Douglas Carter Beane spills the Broadway beans

By Mark Kennedy

Associated Press

Published: Friday, Dec. 2 2011 5:05 a.m. MST

In this Nov. 30, 2011 photo playwright Douglas Carter Beane poses for a portrait at the Walter Kerr Theatre in New York. These days are good ones for Beane: "Sister Act," one of the musicals he helped write has been playing for more than 250 performances, and he's about to watch his new offering "Lysistrata Jones". In the pipeline for next season is another play called "The Nance" with Nathan Lane.

Charles Sykes, Associated Press

NEW YORK — Douglas Carter Beane may have two musicals simultaneously playing on Broadway but that isn't enough.

"Neil Simon had four. Where are my other two? C'mon. I'm here to break records. I'm not here to do art," says the playwright, matter-of-factly. "I used to care about the process of creating art. Now it's all about the tally sheet at the end of the day."

Then he smiles slyly, unable to keep up the ruse.

To meet Beane is to laugh a lot — his dialogue is littered with a wonderful mix of witty, arch and sarcastic humor that recalls the lost era of Dorothy Parker and the Algonquin Round Table. He drops bon mots the way regular people drop crumbs.

"He has something witty to say about everything," says director and choreographer Dan Knechtges, who has worked with Beane twice. "He is always on. If you give him an inch he takes a mile with the joke."

These days are good ones for Beane. "Sister Act," one of the musicals he helped write, has been playing for more than 250 performances on Broadway, and he's about to watch his new offering "Lysistrata Jones" open a few blocks away.

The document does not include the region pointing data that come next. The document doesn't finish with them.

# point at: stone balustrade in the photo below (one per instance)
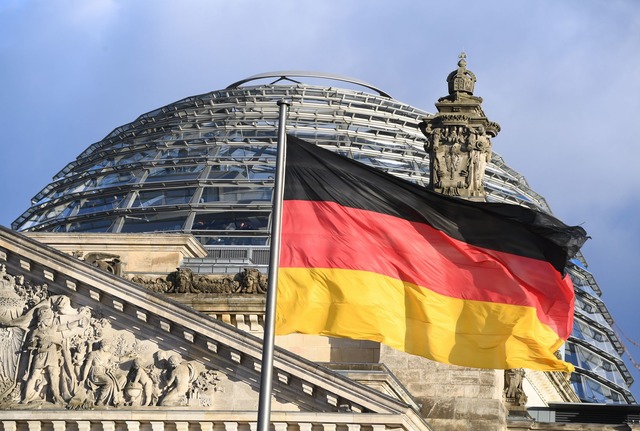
(189, 420)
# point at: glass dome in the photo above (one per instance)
(205, 165)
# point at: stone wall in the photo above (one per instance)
(451, 398)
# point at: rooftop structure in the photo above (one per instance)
(205, 166)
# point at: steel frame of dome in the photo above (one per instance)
(205, 165)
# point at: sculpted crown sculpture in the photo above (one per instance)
(459, 138)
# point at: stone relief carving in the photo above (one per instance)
(105, 261)
(513, 391)
(53, 353)
(459, 155)
(183, 280)
(459, 138)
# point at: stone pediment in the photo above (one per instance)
(84, 339)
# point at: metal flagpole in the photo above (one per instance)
(266, 376)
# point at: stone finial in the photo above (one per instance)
(459, 138)
(461, 80)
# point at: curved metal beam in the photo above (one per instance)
(286, 74)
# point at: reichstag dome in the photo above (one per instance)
(205, 165)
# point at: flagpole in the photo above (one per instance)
(266, 376)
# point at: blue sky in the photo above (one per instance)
(561, 78)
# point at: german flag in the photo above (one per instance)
(368, 256)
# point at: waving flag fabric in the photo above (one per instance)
(368, 256)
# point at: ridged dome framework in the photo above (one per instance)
(205, 165)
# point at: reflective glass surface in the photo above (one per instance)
(206, 165)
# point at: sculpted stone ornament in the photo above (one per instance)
(183, 280)
(459, 138)
(105, 261)
(513, 391)
(54, 354)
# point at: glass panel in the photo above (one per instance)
(100, 225)
(228, 172)
(174, 173)
(153, 223)
(102, 203)
(242, 195)
(228, 221)
(232, 240)
(151, 198)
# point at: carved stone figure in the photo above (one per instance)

In the pipeline for the next Broadway season is a play — "The Nance" with Nathan Lane — and another, still hush-hush musical.

He both recognizes his good fortune and laughs at it. "I have very important phone messages that will be playing Broadway," he says, cracking up. "An evening of my tweets I think is going to be booked into the Golden Theatre."

At a Times Square restaurant for an interview, he orders green tea but isn't interested in food. The waiter wonders if he should take away the menu. "Leave it," Beane says. "You never know. I have violent mood swings."

Beane, whose play "The Little Dog Laughed" earned a Tony nomination and who also wrote the cult movie "To Wong Foo, Thanks for Everything! Julie Newmar," has just come from the Walter Kerr Theatre, where he is still tinkering with his crafty updating of Aristophanes' play "Lysistrata." Beane has taken the 2,400-year-old comedy about Athenian women withholding sex until their men stop fighting and plopped it to present day Athens College, where the basketball team hasn't won in decades.

He wrote it with his real-life partner, composer and lyricist Lewis Flinn, who gave the 411 B.C. story a pulsing, extremely hummable and contemporary soundtrack. Beane's book is classically structured — in honor of the Greeks — but he updates a line every week.